Remember to say West.
3.0 x 10^1 m/s to the west
To find the velocity of the car, we can use the principle of conservation of momentum. According to this principle, the total momentum before an event is equal to the total momentum after the event, provided no external forces act on the system.
Let's denote the velocity of the car as v (to be determined) and the velocity of the truck as 15 m/s (given). The mass of the car is 1340 kg, and the mass of the truck is 2680 kg.
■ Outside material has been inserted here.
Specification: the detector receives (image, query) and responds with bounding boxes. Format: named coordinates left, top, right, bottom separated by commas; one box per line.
The momentum of an object is given by the product of its mass and velocity. So, the momentum of the truck can be calculated as follows:
Momentum of truck = Mass of truck × Velocity of truck
= 2680 kg × 15 m/s
= 40200 kg·m/s
Since the total momentum before the event is equal to the total momentum after the event, the momentum of the car should be equal to the momentum of the truck:
Momentum of car = Momentum of truck
= 40200 kg·m/s
Now, we can solve for the velocity of the car:
Momentum of car = Mass of car × Velocity of car
40200 kg·m/s = 1340 kg × Velocity of car
To isolate the velocity of the car, we divide both sides of the equation by the mass of the car:
Velocity of car = 40200 kg·m/s / 1340 kg
Simplifying the equation, we get:
Velocity of car ≈ 30 m/s
Therefore, the car must have a velocity of approximately 30 m/s to have the same momentum as the truck.